As noted before, I've been watching what I eat and exercising every day for a while now -- I'm currently at nearly 20 weeks of eating properly and 108 days in a row of exercise. I've proven to myself that I'm serious about this, and so decided to visit my new gym last night for a consultation on training. The first step is going to be full assessments of my resting and active metabolic rates, which will help me in planning my nutritional requirements (in the case of the resting rate) and will give me specific guidance on how to structure my cardiovascular workouts for maximum benefit (in the case of the active rate). After that, I'll make a decision about when and how to use a personal trainer.

During the consultation, the trainer I met with, Matt, asked me about my goals for strength training (I already lift weights three times a week):

Me: Well, I'd like to be able to lift without some of the nagging pains I've had in my elbows and wrists.

Matt: We can help you with that. What else?

Me: In general, I'd like to see how strong I can get. I'm making reasonable progress on my own, but I think I could go much farther with someone to help guide me.

Matt: We can definitely help you there, and that's the kind of goal we like to work with. That's good. Anything else?

Me: I'd also like to keep the ability to lift more than my sons. We're very competitive.

I paused for a moment.

Me: Oh, gosh, did I just say that? I must sound like a horrible parent.

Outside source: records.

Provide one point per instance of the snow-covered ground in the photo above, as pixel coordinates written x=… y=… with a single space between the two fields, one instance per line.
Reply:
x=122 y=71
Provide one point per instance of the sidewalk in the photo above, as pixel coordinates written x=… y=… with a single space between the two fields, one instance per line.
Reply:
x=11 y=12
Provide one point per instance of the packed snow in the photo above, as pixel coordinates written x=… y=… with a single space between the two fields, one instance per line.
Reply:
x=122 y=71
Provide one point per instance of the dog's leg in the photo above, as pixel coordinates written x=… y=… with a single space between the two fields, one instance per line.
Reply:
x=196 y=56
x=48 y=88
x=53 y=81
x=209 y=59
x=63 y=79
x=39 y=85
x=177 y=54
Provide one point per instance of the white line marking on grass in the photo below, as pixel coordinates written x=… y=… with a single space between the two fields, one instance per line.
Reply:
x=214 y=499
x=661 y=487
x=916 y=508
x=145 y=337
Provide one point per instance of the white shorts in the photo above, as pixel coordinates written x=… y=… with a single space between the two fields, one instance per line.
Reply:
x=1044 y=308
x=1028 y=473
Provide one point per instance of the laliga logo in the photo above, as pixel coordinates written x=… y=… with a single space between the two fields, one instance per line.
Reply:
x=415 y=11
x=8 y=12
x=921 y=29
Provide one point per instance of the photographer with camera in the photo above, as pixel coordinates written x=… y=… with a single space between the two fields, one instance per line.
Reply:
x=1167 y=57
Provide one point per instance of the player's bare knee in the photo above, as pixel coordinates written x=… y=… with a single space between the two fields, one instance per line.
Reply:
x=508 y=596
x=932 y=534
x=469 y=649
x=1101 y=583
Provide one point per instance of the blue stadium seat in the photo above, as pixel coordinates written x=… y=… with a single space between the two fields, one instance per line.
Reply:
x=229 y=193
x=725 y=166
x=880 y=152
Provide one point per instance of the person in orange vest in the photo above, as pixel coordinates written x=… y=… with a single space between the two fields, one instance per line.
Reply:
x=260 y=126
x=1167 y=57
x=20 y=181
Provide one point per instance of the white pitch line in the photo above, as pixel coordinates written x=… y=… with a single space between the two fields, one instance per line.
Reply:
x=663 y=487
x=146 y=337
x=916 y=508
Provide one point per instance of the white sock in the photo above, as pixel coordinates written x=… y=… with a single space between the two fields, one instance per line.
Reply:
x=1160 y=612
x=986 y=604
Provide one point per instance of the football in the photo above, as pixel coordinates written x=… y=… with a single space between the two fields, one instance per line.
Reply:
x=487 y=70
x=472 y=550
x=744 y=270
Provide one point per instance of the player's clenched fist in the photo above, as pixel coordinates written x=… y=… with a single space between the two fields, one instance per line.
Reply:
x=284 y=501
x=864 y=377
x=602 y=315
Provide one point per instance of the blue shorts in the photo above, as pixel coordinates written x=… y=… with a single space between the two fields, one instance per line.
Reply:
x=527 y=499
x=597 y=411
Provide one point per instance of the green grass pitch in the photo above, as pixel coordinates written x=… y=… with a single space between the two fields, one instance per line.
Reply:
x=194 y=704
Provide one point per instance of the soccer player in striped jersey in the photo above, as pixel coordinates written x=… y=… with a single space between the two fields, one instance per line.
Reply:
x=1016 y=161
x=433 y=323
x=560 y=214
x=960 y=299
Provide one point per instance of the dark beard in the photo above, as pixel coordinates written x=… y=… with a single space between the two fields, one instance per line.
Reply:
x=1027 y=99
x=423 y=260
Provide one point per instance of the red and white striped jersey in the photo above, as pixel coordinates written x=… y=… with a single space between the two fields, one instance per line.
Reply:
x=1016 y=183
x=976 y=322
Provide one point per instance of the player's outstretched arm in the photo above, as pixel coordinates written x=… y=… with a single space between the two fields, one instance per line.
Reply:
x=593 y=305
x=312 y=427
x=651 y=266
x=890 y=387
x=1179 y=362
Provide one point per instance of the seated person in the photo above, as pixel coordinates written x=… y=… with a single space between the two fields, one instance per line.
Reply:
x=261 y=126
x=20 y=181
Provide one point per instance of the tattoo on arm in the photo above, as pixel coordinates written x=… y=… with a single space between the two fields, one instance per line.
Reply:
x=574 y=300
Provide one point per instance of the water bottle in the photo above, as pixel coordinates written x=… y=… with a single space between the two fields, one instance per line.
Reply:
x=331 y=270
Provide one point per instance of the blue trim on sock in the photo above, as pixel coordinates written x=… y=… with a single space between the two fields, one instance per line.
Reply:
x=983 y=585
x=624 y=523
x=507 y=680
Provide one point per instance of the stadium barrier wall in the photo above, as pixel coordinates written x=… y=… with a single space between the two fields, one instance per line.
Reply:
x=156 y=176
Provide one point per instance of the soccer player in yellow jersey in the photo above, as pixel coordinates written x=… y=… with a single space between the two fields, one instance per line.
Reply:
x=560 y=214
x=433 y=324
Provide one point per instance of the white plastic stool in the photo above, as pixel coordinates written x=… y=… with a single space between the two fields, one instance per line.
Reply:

Matt: No, you don't. It's something we see a lot of. Our clients tend to be successful people, which means they're usually driven, competitive types. So you're not unusual and you're not horrible.

I'm sure it still sounds bad, but at least I'm not alone.

Matt: So you can lift more than them now?

Me: Yes.

Matt: How old are they?

Me: 20 and 18.

Matt: Not bad!

Now, in my defense, when I compete with my kids -- whether at bike riding, weight lifting, a pickup soccer game, one-on-one basketball, or anything else -- I figure I can't lose. If I win, then I feel good about myself. If they win, then I'm happy to see them pushing themselves and doing well. And even when I'm telling myself to push harder, to try to win, I'm also cheering them on, wanting them to do their best and try to win. It's kind of complex.

Am I the only parent who thinks like this?